Comment exister face à une telle mode ? C’est le problème qui se posera aux intellectuels des années 1950-1960 comme Michel Foucault, Jacques Lacan et Claude Lévi-Strauss . Ils partagent peu de convictions communes, sauf leur opposition à Sartre. Cela suffit à donner l’apparence d’un nouveau courant, le structuralisme . Sartre a une foi absolue en l’homme comme incarnation de la liberté. Les structuralistes, eux, nient que cette capacité existe concrètement et prétendent au contraire ramener l’homme à l’ensemble des structures dans lesquelles il est pris. Le structuralisme n’a pas vraiment de doctrine, ce n’est pas vraiment un mouvement, mais un événement : celui qui fait passer Sartre, et déplace le centre de gravité du débat intellectuel de la philosophie vers les sciences humaines (ethnologie, anthropologie, psychanalyse). Dans la ferveur des débats de l’époque, on peut lire les traces d’une opposition vive entre ces deux courants.
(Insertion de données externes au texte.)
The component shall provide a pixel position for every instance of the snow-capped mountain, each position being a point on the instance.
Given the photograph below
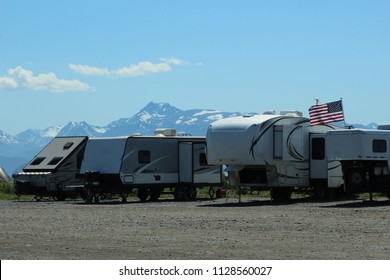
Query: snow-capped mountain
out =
(159, 115)
(81, 129)
(16, 151)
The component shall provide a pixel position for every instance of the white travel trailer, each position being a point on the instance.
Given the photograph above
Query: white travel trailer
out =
(53, 171)
(149, 164)
(276, 152)
(364, 156)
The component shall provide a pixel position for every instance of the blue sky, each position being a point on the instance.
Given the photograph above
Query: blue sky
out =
(99, 61)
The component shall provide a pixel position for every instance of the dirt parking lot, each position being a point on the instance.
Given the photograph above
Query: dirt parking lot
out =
(203, 229)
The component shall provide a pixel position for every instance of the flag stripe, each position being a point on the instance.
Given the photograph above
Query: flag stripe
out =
(326, 113)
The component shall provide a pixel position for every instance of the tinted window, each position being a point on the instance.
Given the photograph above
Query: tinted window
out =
(202, 159)
(55, 160)
(143, 156)
(318, 148)
(379, 146)
(38, 161)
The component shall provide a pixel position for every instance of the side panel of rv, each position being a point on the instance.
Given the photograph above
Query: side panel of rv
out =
(364, 156)
(102, 162)
(54, 171)
(150, 161)
(203, 173)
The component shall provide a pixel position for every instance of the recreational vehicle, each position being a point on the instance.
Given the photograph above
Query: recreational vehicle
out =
(276, 152)
(148, 164)
(364, 157)
(53, 171)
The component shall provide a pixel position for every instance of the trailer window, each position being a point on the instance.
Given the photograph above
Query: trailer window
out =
(37, 161)
(68, 145)
(143, 156)
(55, 160)
(318, 148)
(203, 159)
(379, 146)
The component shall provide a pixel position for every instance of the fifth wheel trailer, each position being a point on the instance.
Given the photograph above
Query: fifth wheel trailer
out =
(364, 156)
(149, 164)
(276, 152)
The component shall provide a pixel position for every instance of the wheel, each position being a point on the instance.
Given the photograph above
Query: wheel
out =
(88, 196)
(180, 193)
(155, 193)
(281, 194)
(60, 197)
(124, 197)
(355, 179)
(143, 193)
(190, 193)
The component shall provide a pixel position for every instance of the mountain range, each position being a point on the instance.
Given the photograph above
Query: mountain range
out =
(16, 151)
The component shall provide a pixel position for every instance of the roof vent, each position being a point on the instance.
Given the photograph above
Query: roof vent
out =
(270, 112)
(165, 132)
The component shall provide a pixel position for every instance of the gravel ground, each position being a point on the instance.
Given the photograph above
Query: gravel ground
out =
(203, 229)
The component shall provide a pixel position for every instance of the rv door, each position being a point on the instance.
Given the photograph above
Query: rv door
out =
(318, 160)
(185, 162)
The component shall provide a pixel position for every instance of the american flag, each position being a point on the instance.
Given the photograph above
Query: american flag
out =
(326, 113)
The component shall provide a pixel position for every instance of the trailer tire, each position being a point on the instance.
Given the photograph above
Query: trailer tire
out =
(191, 193)
(355, 179)
(143, 193)
(281, 194)
(179, 193)
(155, 193)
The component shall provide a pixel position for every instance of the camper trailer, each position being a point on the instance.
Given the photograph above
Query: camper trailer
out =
(364, 157)
(276, 152)
(53, 171)
(149, 164)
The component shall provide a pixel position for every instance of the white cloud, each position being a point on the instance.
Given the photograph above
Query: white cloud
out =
(20, 78)
(88, 70)
(142, 68)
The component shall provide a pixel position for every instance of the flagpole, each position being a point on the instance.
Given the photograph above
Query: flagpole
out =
(342, 107)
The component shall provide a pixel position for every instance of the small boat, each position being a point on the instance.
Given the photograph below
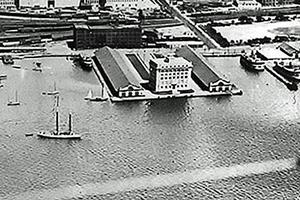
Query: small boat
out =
(28, 134)
(57, 134)
(289, 71)
(16, 66)
(101, 97)
(85, 62)
(7, 59)
(14, 102)
(37, 67)
(53, 92)
(1, 84)
(251, 62)
(89, 95)
(3, 76)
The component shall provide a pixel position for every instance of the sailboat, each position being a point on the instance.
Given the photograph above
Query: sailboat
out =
(53, 92)
(37, 67)
(57, 134)
(1, 84)
(101, 97)
(89, 95)
(3, 76)
(14, 103)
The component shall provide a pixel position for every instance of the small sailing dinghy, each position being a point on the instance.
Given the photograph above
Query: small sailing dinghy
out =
(53, 92)
(37, 67)
(89, 95)
(57, 134)
(101, 97)
(14, 102)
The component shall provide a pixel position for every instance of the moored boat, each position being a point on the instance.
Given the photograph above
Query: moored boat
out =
(7, 59)
(251, 62)
(289, 71)
(57, 134)
(14, 102)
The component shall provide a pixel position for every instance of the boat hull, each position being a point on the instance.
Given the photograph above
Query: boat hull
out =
(51, 135)
(286, 74)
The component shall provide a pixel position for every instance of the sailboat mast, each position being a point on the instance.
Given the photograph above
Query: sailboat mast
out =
(57, 125)
(57, 120)
(70, 122)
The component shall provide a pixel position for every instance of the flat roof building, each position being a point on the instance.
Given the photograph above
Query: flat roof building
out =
(123, 36)
(170, 74)
(202, 74)
(271, 54)
(7, 4)
(117, 76)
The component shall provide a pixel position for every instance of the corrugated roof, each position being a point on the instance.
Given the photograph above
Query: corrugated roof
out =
(201, 68)
(111, 62)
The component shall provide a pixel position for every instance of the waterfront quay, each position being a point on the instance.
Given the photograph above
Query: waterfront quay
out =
(132, 76)
(180, 148)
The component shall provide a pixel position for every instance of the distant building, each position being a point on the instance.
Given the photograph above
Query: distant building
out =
(7, 4)
(118, 78)
(125, 36)
(170, 74)
(248, 5)
(136, 4)
(203, 74)
(34, 3)
(276, 2)
(51, 3)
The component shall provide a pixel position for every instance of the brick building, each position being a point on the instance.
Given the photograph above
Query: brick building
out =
(96, 36)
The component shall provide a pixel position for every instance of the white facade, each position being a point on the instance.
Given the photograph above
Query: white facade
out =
(7, 4)
(248, 5)
(170, 74)
(136, 4)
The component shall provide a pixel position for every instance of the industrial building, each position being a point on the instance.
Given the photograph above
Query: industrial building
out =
(170, 74)
(7, 4)
(96, 36)
(202, 73)
(117, 76)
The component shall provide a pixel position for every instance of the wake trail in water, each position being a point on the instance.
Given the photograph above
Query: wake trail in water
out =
(151, 182)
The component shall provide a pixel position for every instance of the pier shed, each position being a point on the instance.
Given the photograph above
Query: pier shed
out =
(289, 50)
(116, 74)
(202, 73)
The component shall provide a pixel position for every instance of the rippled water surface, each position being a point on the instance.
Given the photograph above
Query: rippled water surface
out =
(136, 139)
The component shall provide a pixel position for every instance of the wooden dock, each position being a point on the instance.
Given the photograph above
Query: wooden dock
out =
(290, 85)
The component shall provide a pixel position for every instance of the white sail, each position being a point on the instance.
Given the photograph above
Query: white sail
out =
(89, 95)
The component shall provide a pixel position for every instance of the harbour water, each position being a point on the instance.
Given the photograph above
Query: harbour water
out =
(128, 141)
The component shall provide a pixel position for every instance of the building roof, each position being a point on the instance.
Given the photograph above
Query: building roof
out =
(272, 53)
(171, 61)
(113, 65)
(104, 27)
(288, 49)
(201, 68)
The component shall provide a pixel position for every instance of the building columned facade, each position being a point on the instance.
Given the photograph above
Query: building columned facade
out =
(6, 4)
(86, 36)
(170, 74)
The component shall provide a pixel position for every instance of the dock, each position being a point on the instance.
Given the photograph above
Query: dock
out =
(290, 85)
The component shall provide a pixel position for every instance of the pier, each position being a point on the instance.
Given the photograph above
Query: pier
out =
(290, 85)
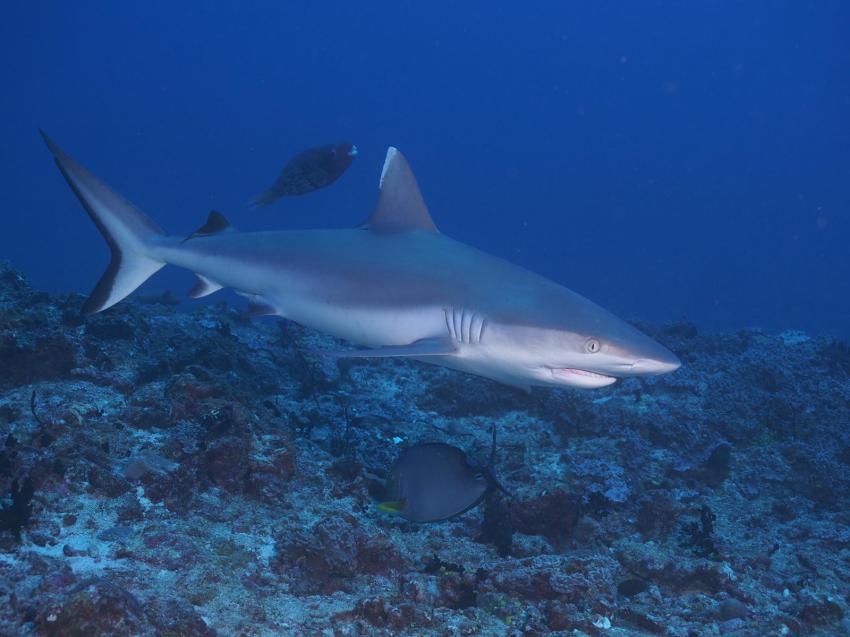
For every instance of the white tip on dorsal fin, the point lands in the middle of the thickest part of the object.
(400, 205)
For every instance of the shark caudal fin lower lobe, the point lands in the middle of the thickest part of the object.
(127, 231)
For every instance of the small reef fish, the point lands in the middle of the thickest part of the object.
(433, 481)
(310, 170)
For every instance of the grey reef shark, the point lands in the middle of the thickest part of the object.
(395, 286)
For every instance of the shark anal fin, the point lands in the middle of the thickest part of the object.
(216, 223)
(400, 205)
(204, 287)
(424, 347)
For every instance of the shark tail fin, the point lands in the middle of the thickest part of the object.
(128, 232)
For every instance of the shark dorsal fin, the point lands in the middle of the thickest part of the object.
(216, 223)
(400, 205)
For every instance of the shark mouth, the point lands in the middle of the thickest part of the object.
(581, 377)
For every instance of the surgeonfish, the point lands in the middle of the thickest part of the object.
(433, 481)
(310, 170)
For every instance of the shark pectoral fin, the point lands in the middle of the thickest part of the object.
(204, 287)
(424, 347)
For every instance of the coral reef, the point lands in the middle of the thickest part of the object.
(199, 474)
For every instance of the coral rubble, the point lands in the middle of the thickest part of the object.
(200, 474)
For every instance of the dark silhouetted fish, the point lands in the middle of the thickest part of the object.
(434, 481)
(313, 169)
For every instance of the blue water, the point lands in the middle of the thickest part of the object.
(666, 159)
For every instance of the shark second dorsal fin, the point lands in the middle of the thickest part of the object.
(216, 223)
(400, 205)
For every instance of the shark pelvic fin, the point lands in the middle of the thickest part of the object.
(424, 347)
(204, 287)
(216, 223)
(400, 205)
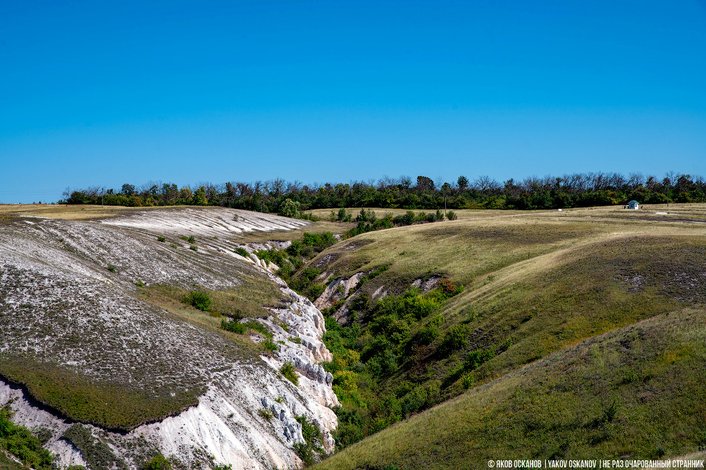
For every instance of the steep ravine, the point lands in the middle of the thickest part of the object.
(247, 415)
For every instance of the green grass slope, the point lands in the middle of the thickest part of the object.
(634, 392)
(535, 286)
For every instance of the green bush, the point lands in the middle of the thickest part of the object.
(311, 447)
(454, 340)
(242, 252)
(158, 462)
(259, 327)
(290, 208)
(233, 326)
(270, 345)
(20, 442)
(199, 299)
(288, 371)
(95, 452)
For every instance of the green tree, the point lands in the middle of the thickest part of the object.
(290, 208)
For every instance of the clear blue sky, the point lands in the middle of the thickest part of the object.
(101, 93)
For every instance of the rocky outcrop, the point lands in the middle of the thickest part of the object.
(58, 274)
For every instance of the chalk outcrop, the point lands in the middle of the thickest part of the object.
(68, 295)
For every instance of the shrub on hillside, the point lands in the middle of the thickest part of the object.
(233, 326)
(20, 442)
(454, 340)
(158, 462)
(199, 300)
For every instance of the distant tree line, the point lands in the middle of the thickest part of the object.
(279, 196)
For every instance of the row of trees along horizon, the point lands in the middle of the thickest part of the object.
(576, 190)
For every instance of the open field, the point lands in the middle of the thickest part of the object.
(250, 228)
(548, 301)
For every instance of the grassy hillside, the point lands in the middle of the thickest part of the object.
(526, 287)
(634, 392)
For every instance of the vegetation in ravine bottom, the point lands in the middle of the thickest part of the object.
(372, 349)
(393, 358)
(634, 393)
(312, 447)
(94, 451)
(22, 444)
(158, 462)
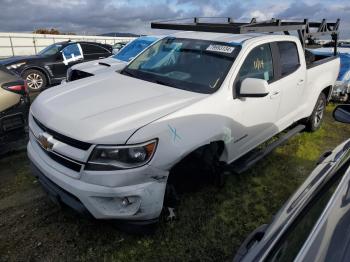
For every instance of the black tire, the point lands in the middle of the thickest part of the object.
(36, 80)
(314, 122)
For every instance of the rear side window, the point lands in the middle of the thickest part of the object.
(258, 64)
(91, 49)
(289, 57)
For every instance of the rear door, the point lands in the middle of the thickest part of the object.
(93, 51)
(291, 79)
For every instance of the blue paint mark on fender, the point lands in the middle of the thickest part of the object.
(173, 132)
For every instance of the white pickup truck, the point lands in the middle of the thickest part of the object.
(114, 145)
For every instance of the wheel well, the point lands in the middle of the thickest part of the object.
(40, 70)
(199, 167)
(327, 91)
(215, 147)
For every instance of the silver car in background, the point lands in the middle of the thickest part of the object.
(314, 224)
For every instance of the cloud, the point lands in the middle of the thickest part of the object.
(101, 16)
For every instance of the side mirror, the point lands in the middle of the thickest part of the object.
(342, 114)
(59, 56)
(253, 87)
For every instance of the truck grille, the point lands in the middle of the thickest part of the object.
(57, 157)
(64, 161)
(12, 122)
(67, 140)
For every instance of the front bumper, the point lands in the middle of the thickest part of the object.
(139, 202)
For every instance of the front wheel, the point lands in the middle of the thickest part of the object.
(36, 80)
(314, 122)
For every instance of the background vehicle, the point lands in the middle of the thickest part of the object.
(341, 90)
(113, 63)
(313, 224)
(118, 46)
(14, 106)
(50, 65)
(189, 104)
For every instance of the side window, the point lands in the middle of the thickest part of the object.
(289, 57)
(72, 53)
(258, 64)
(289, 246)
(91, 49)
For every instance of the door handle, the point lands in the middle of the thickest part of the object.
(300, 82)
(275, 94)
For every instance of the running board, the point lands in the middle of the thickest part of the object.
(248, 160)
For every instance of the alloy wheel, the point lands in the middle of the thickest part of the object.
(34, 81)
(319, 113)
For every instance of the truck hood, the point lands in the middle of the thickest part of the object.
(109, 108)
(100, 66)
(18, 59)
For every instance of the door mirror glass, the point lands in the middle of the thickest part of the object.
(342, 114)
(253, 87)
(72, 53)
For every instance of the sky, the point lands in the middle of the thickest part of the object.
(134, 16)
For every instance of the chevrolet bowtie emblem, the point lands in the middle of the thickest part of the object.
(43, 140)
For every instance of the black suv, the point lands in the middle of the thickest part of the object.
(50, 65)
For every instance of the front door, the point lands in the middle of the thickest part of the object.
(257, 115)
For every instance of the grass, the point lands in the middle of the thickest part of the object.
(212, 223)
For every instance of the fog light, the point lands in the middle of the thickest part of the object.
(125, 202)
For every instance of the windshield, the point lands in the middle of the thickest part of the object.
(50, 50)
(134, 48)
(190, 64)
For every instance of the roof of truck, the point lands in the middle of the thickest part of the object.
(220, 37)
Mais, au fond, il s’agit davantage d’un passage de témoin. Parler d’opposition suppose en effet de surinvestir la portée philosophique du structuralisme d’un Lacan ou d’un Lévi-Strauss. Or ce ne sont pas des philosophes, ils s’appuient sur leurs rencontres avec le réel. L’observation des sociétés primitives pour Lévi-Strauss, celle de ses patients pour Lacan. Il n’y a donc pas vraiment de concurrence, même si un court échange de textes eut lieu, en 1960 et 1961, entre Sartre et Lévi-Strauss . La philosophie de Sartre ne fut donc pas dépassée par le structuralisme. Elle passa de mode pendant quelques années avant que Mai-68 ne la remette au goût du jour, égratignant au passage le courant structuraliste adulé la veille. Une victoire définitive pour l’existentialisme sartrien ? La philosophie s’accommode mal des succès populaires. Sartre en sait quelque chose, lui dont la pensée va très vite être étudiée par les universités du monde entier (États-Unis, Japon) mais qui, en France, garde surtout une image publique de dramaturge, de romancier ou, pour ses détracteurs, de trublion. Le jour de son enterrement, le 19 avril 1980, 50 000 personnes suivent sa dépouille. Il faut du temps à une pensée pour se remettre d’un tel hommage.